I understood the concept of apparent depth from here:
But one thing I didn't understand is, will there be difference in the real depth and apparent depth when we are looking not at an angle as shown above but vertically downward (along the normal) as shown in the figure below :
According to me real depth and apparent depth should be same because the light rays coming out of the object is not undergoing any refraction.
If I'm right. Then the answer to the question below must be 6 m/s but Its 8m/s. How come?
A bird is flying 3 m above the surface of water. If the bird is diving vertically down with speed = 6 m/s, his apparent velocity as seen by a stationary fish underwater is :
(A) 8 m/s (B) 6 m/s (C) 12 m/s (D) 4 m/s
Best Answer
Gah. Once again, I see this question crop up because these textbooks/etc draw inaccurate diagrams.
With ONE ray, your eye can never determine where the object is. Note that in your diagram, the eye can deduce the line along which the apparent image is, but to make a point, we need two lines! Who told the eye that the apparent object was directly above the real object? So there has to be a second ray of light.
The actual diagram should be something like this:
Ok, in this diagram, we have a stick(long object) instead of a fish, and the angle $\theta$ is not small enough for the apparent image to be directly above the object, but my pount here is that in taking RD/AD , we have to take two rays. Taking one ray works only while calculating it, but it is not the reality.
Second thing: To judge depth, we need two eyes.
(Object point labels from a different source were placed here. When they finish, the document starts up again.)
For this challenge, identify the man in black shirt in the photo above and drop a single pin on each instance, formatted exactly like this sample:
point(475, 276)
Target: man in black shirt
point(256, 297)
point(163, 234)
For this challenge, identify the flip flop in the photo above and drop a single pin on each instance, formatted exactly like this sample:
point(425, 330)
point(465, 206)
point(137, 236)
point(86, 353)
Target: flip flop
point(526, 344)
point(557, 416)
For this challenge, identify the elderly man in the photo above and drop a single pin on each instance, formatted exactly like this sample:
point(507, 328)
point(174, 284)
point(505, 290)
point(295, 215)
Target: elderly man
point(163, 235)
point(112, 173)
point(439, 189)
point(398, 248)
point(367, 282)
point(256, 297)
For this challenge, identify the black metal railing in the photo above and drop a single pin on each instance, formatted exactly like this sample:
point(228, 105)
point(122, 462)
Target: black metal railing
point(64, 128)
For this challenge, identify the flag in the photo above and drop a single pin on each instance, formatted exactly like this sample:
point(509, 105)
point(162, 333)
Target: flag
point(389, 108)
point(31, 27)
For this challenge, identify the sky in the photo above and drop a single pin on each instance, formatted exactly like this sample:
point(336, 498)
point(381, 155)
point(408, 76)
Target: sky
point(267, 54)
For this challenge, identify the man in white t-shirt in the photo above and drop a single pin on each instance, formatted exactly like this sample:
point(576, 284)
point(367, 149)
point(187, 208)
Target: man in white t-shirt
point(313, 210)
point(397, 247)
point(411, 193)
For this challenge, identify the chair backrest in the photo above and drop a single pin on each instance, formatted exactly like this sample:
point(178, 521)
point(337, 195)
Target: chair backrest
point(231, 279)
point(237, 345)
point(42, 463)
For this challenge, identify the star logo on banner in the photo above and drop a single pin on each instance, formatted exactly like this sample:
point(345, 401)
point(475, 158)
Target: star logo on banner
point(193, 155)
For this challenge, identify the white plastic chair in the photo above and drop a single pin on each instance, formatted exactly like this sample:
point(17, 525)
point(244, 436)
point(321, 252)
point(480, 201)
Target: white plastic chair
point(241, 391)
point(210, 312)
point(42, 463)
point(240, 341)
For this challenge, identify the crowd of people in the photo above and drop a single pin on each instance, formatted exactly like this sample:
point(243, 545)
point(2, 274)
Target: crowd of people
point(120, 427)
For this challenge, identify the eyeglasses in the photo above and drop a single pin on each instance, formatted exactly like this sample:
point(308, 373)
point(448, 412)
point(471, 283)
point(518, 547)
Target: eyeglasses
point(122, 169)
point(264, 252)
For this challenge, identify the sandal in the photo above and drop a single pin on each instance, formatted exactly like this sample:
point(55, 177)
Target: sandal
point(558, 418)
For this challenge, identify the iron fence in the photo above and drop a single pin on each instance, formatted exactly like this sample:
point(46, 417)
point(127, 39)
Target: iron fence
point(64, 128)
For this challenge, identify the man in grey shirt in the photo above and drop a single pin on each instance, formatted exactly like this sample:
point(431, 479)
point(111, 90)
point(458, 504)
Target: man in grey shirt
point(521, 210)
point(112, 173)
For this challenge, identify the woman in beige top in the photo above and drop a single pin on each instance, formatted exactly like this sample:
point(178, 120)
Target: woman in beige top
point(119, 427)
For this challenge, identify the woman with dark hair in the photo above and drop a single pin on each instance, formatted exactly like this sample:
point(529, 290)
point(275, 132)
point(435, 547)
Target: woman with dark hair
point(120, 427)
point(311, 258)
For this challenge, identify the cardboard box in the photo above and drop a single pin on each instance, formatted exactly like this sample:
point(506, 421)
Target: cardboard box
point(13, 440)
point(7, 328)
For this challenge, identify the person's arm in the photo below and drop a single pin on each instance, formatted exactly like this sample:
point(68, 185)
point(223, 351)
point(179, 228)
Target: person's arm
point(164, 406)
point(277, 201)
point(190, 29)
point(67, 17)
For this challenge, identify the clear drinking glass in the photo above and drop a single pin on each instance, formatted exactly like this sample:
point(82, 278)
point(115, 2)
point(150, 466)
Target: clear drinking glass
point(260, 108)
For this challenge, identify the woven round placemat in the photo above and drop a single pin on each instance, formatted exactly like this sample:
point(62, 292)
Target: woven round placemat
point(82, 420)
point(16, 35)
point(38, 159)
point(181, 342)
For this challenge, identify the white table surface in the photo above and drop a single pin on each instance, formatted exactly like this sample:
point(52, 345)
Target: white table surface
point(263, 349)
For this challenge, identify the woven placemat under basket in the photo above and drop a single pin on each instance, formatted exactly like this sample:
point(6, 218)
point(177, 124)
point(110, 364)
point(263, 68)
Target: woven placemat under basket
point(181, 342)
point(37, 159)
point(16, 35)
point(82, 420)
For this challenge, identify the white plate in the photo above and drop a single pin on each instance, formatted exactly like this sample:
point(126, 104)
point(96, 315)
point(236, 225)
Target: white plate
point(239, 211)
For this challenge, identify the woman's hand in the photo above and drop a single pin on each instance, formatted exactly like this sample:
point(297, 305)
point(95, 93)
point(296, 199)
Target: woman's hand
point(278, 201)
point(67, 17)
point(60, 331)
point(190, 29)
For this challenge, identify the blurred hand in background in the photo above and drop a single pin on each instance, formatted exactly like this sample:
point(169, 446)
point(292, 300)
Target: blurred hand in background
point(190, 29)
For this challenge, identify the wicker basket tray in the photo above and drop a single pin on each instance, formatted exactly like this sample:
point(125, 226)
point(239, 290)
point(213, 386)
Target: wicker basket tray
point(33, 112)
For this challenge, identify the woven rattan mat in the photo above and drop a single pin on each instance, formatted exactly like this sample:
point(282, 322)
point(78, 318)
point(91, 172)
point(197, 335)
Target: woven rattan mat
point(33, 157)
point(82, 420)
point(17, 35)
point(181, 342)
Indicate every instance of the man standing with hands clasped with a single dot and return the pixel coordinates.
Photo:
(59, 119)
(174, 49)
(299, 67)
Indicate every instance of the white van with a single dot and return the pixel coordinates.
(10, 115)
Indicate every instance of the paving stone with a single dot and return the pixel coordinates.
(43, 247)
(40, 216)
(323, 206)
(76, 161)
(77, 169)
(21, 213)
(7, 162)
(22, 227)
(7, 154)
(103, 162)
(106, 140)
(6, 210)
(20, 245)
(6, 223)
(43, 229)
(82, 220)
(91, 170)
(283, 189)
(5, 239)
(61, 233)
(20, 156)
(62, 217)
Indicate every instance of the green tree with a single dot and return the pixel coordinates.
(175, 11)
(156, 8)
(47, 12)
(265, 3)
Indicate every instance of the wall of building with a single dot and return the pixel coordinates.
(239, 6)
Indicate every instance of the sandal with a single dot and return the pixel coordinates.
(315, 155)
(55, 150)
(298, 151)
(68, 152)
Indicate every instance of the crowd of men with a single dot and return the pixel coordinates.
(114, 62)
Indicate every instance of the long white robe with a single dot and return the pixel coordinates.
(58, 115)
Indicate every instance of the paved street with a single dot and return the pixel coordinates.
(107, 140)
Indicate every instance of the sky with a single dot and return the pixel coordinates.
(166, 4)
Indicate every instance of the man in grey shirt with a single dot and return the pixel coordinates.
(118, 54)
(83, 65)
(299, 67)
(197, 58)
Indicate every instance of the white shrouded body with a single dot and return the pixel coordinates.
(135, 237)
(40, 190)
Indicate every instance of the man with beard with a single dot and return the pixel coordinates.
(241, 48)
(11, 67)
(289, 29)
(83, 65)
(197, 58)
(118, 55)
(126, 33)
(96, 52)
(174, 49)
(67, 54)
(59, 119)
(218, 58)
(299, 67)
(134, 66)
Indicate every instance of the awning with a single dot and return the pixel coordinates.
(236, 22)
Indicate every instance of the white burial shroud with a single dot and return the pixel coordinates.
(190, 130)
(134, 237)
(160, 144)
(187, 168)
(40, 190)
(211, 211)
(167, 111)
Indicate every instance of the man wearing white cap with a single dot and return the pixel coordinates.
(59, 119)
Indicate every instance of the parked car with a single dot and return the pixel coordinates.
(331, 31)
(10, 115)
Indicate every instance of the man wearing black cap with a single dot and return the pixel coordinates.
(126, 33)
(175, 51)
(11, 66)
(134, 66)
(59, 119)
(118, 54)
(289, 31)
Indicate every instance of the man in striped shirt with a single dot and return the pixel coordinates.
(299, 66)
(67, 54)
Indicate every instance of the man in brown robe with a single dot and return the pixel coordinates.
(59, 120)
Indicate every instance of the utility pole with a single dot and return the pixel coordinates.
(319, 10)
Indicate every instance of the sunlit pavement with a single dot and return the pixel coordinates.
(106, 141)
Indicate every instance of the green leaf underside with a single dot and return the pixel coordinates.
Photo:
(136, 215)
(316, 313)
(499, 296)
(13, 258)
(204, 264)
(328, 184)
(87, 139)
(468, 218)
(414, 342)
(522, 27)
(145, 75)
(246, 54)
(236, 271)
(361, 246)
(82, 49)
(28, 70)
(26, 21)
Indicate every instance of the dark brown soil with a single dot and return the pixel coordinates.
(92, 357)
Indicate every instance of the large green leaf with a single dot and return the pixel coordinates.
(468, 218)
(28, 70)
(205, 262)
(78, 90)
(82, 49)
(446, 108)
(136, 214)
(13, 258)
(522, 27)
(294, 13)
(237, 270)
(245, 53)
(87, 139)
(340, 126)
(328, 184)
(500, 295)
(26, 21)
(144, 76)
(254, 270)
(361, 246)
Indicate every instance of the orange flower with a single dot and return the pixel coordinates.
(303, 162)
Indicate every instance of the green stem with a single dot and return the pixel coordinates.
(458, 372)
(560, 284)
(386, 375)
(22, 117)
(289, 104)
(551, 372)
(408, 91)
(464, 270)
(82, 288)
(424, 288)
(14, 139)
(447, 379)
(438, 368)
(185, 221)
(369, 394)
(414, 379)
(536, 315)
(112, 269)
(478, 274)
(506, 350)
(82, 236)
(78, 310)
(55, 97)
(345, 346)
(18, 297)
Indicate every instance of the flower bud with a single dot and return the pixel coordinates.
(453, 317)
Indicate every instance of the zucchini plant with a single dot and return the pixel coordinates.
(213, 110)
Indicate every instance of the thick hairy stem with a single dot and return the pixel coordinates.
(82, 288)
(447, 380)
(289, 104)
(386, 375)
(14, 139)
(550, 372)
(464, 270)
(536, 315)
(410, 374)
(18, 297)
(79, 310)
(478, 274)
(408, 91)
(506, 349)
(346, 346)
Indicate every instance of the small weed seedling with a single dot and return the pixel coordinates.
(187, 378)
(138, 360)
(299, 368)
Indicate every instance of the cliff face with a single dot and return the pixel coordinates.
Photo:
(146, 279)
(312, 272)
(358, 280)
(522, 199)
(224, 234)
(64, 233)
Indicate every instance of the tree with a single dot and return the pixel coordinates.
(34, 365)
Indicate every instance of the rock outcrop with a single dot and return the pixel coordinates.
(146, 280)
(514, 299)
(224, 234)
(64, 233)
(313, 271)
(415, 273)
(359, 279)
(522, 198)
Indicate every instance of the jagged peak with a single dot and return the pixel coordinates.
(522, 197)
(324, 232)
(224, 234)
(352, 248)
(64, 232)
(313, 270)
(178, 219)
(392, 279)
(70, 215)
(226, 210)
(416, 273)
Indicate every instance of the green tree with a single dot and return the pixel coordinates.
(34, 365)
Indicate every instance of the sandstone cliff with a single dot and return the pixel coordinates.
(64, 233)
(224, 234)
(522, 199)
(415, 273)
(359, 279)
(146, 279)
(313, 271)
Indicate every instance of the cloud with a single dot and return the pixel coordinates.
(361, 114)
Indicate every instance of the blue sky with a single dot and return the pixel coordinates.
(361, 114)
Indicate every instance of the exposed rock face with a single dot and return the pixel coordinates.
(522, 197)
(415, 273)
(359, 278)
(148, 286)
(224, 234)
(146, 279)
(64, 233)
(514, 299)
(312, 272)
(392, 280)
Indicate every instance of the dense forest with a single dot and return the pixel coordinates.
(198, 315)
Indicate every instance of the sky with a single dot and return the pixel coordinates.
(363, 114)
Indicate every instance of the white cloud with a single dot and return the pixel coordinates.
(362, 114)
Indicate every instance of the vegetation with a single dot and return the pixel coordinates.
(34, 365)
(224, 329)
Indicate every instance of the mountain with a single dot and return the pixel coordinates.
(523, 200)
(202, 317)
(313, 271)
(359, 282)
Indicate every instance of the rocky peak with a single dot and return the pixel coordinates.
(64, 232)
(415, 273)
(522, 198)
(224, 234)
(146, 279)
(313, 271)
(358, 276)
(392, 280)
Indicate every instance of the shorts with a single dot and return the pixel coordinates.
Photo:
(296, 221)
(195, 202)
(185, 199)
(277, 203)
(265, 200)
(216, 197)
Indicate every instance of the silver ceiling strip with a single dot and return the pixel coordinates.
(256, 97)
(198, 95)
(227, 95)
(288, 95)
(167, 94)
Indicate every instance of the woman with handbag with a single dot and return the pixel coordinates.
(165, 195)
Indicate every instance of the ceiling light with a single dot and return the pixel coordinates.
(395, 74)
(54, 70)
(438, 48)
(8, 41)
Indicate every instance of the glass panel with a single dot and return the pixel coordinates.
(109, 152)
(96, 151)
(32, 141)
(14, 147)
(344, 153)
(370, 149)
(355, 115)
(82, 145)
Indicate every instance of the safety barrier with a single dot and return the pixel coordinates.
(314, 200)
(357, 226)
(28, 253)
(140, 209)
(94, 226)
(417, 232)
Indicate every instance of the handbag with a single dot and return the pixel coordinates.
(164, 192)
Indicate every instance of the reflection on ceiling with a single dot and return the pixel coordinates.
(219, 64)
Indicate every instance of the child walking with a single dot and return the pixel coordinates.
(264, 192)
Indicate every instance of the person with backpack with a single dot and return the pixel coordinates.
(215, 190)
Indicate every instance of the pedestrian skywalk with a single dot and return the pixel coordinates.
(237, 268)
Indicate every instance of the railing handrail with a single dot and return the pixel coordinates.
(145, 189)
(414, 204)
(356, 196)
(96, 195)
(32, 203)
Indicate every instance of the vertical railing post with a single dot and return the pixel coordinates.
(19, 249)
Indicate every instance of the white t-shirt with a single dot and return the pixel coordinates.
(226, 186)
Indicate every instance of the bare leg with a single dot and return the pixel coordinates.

With one eye, we can only judge depth if we know the size of the object beforehand. The second eye can be thought of as picking up the 'second ray' in the above diagram. Now there will always be some angle between alteast one eye and the normal, so refraction will still happen.
To try this out, close one eye. Now hold your arms straight out, nearly stretched, but not completely stretched. Now extend your index fingers (there should be about one inch between them). Now try touching them together. Try this a few times, then repeat with both eyes open. You'll realise how necessary the second eye is for judging depth.
While considering optical lengths and RD/AD, we always consider near-normal viewing. This means that the angle $\theta$ is very small, but not exactly 0. This allows us to draw diagrams like the one in your question to find apparent depth by considering only one ray.
Another way to look at it is to limit $\theta$ to zero in your formula for apparent depth. Surprise! No change, since there is no $\theta$ term in the final formula anyways.
So, summing up:
Oh and the answer to the question is 8 m/s, as you get $v_{app,\perp}=\frac{v_{real,\perp}}{n}$ from differentiating the apparent depth formula.